Pelajaran dari ayat :
• Petunjuk pembagian warisan suami untuk istri-istrinya dan kaum istri untuk suaminya.
• Petunjuk pembagian warisan kalalah. Kalalah adalah orang yang tidak memiliki orang tua dan anak, maka ahli warisnya adalah para saudaranya (seibu atau seayah-seibu) saja.
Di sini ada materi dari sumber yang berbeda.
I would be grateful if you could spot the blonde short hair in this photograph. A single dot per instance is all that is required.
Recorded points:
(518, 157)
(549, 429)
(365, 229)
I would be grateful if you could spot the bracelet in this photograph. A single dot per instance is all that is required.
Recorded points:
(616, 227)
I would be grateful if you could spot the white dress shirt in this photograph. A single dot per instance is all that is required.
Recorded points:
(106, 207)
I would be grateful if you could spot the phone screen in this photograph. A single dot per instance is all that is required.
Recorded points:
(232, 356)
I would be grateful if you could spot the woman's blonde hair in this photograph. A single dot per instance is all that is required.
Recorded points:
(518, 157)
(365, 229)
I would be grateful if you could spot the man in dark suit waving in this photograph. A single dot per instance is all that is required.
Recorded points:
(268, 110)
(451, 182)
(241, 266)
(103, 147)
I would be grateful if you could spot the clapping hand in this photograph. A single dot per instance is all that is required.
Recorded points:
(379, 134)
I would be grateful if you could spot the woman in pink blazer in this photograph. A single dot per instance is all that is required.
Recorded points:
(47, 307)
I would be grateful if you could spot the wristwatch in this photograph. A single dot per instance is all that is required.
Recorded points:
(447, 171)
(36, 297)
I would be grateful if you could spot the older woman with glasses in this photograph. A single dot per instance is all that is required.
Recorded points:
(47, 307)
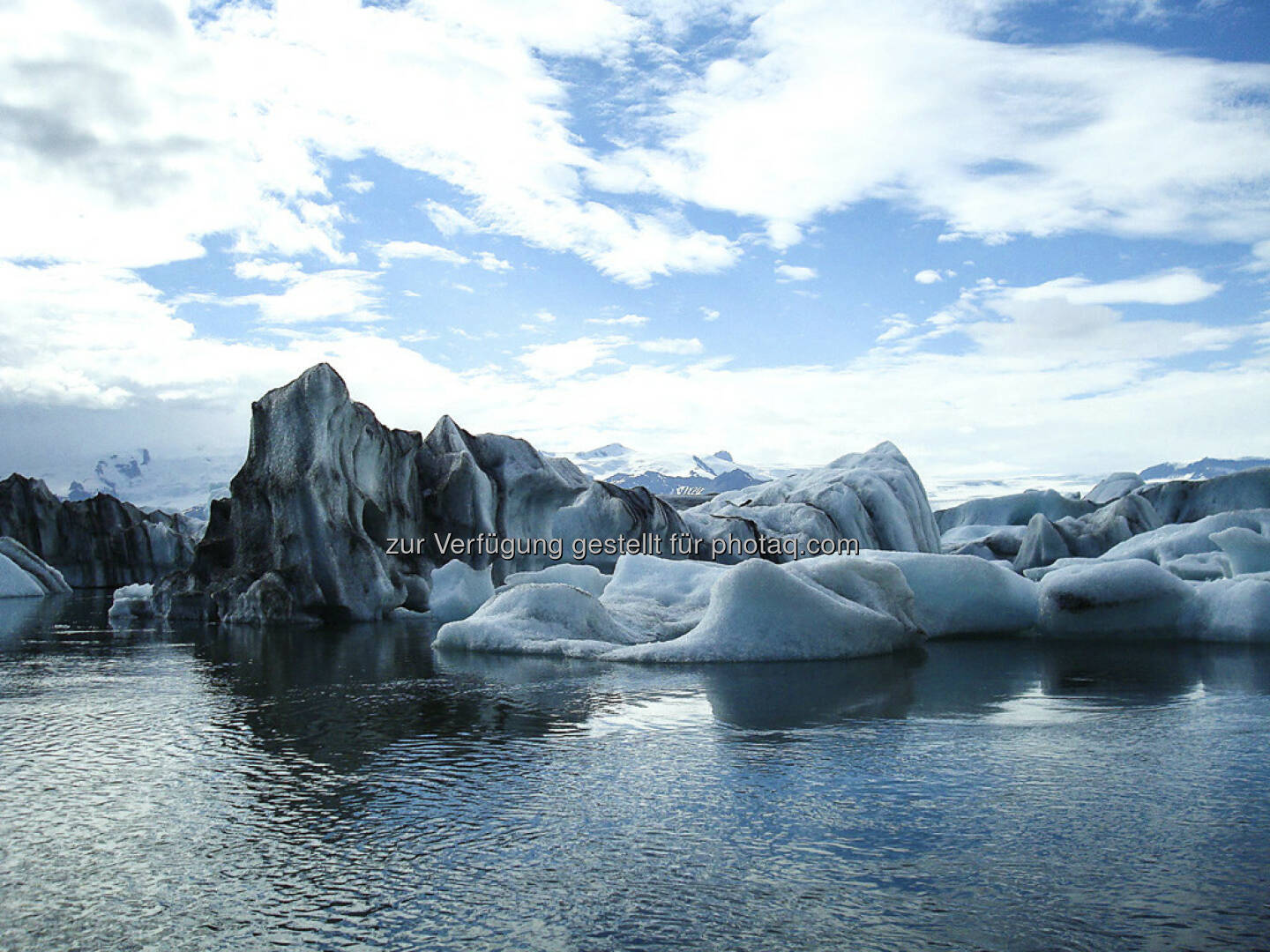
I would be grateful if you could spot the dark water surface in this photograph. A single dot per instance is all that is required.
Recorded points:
(213, 788)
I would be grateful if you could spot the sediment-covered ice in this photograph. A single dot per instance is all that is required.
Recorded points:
(537, 619)
(1129, 598)
(1188, 501)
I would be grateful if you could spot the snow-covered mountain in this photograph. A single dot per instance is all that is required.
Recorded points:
(1204, 469)
(173, 484)
(673, 473)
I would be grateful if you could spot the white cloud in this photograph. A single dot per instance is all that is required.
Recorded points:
(550, 362)
(340, 294)
(794, 271)
(397, 250)
(1180, 286)
(993, 138)
(492, 263)
(257, 270)
(1260, 258)
(145, 133)
(449, 221)
(1044, 383)
(628, 320)
(672, 346)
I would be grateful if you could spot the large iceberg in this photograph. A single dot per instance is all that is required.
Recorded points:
(964, 594)
(1015, 509)
(97, 542)
(692, 612)
(1189, 501)
(335, 517)
(1136, 598)
(25, 574)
Dia dilingkupi dengan lingkupan iklil الإكيل (mahkota) di kepalanya, oleh karenanya dinamakan dengan كلالة kalalah.
• Dibatalkannya wasiat atau hutang, jikalau dilandasi dengan niatan hanya untuk merugikan para ahli waris saja.
• Keagungan ihwal warisan, maka wajib untuk memahaminya dan menjalankannya seperti yang telah diwasiatkan Allah.

Hidayatul Insan bi Tafsiril Qur'an / Ustadz Marwan Hadidi bin Musa, M.Pd.I

Yakni anak kandung atau anak dari anak laki-laki, baik laki-laki maupun perempuan, seorang atau lebih, baik lahir dari suami atau dari laki-laki lain. Namun tidak mengurangi jatah suami (1/2) atau istri (1/4) anak dari puterinya berdasarkan ijma'.

Dan kakek dst. ke atas .

Anak laki-laki, cucu laki-laki dari anak laki-laki, anak perempuan dan cucu perempuan dari anak laki-laki dst. ke bawah.

Ahli waris yang tidak meninggalkan bapak/kakek dan anak/cucu disebut dengan kalalah. Berdasarkan ayat ini, maka bapak/kakek dan anak/cucu ketika ada menghalangi saudara/i seibu mendapatkan bagian 1/6 atau 1/3.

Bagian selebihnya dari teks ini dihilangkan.